I opened my mouth and then closed it. Should I defend him? Or should I find him and demand an explanation? Tell him to keep his hands off my kids' things? Whose side was I on? Whose side was I supposed to be on?

“Please don't touch the meat, Dad.” I took the cubes of beef I had been slicing for stew from him and handed him a cloth. He held it in one hand while he examined the bloody juice on his fingers.

“Remember Father's suitcase of meat, Wim?” he said, looking at Rodney who sat at the table with Jeff, both of them stuffing bread and cheese into their mouths.

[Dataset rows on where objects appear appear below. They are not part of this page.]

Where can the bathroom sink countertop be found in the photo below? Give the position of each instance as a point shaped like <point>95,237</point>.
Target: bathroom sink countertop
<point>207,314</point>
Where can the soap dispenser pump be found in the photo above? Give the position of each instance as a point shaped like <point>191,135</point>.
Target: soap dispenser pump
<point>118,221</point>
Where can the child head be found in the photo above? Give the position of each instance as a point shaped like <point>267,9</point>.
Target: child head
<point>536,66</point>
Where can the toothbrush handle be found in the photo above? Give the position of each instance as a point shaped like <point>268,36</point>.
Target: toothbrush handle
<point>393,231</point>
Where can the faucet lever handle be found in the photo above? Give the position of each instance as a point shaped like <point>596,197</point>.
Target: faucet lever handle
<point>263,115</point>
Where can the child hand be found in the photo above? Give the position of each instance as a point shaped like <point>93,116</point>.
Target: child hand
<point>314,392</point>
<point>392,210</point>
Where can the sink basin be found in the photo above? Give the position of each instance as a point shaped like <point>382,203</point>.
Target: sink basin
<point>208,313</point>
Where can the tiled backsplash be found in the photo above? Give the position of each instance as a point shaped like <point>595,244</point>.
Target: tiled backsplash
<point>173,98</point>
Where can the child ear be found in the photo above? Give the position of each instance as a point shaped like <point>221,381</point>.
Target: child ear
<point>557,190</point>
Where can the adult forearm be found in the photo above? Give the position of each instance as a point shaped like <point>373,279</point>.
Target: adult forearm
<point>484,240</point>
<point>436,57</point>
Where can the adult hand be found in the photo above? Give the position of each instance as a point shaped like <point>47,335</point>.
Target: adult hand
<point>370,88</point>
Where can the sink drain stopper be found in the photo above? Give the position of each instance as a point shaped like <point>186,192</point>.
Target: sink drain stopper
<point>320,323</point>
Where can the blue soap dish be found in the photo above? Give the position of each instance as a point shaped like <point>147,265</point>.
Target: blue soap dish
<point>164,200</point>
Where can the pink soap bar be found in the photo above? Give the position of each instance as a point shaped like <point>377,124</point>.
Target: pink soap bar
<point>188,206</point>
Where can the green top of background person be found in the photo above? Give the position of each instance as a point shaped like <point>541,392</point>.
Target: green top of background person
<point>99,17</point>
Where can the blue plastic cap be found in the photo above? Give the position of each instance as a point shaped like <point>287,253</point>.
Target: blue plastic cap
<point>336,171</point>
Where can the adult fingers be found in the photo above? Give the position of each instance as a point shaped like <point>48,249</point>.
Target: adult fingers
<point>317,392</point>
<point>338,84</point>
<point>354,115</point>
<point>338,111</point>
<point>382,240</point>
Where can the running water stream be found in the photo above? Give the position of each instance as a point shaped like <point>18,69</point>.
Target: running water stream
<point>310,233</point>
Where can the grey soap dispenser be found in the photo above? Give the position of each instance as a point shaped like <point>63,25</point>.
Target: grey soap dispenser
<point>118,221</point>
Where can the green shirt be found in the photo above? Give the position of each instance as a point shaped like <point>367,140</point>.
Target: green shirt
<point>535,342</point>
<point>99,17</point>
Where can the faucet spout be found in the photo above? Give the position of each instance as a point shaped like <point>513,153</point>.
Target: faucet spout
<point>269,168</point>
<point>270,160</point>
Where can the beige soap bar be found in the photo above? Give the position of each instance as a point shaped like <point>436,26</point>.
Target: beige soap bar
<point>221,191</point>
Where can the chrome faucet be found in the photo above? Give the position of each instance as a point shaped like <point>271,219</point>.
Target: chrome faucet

“That's Rodney. Your grandson,” I said. Wim was Dad's oldest brother, dead three years. Rodney rolled his eyes and tore off another bite of his sandwich, a snack before hockey practice. “You look like Grandpa's side of the family,” I explained to Rodney.

“But
you
remember the story,” Dad said to me. Sadness floated in his voice, a desperation turning to despair. He was a man erroneously in prison, pleading,
But don't you know who I am?

I nodded. “The suitcase of meat. Wipe your fingers,” I said, motioning toward the cloth still in his hand. He swabbed at the bloody juice, cleared his throat, and looked at me expectantly.

“It was 1944,” I said. “March, I think.” I glanced at Dad for confirmation. He shrugged, and I tucked away some more sadness of my own. I should have asked him long ago. Should have written down the details. I was losing more of him, and of my past, every day.

I settled myself on a chair across from Jeff and pulled out a chair for Dad. “Everyone was hungry. The people in the cities were starving. Eating whatever they could scrounge—potatoes, onions, even tulip bulbs. Your father—my grandpa—still had a few goats left. But the farm animals—they were there to provide food for the German soldiers. Milk and such. You couldn't slaughter them—your own animals—unless the meat was for the Germans.” Dad nodded. I couldn't tell whether he remembered or was just approving of the story itself.

I looked at the boys. Both of them had stopped eating and were waiting for me to continue. I addressed my father. “Your dad had heard from his mother—your grandmother. She lived a hundred kilometres to the north. She was fine, she said, but so hungry. So, in the evening, Opa placed all five of his children—including you, Dad—on lookout around the farm. You were to run and warn him if soldiers were coming. You watched from behind a stand of trees. The windbreak. But you were lucky that night. No one came. Your father killed a small goat, and your mother wrapped the meat in newspaper and placed it in a little brown suitcase.

“In the morning, he and the suitcase got on the train. They travelled north to your oma's village—I don't remember where she lived.” I paused, but Dad stayed silent. Another fact lost.

“What happened?” said Jeff.

Dad folded his arms around himself. Did he remember? The self-protective gesture suggested that maybe he did. I said, “A German soldier demanded to see what was in the suitcase. He pointed his rifle at your father.”

“Always they were pointing their rifles at us,” Dad muttered.

“Your father had no choice. He opened the suitcase.”

Dad got up abruptly and left the room. I heard the television turn on in the living room.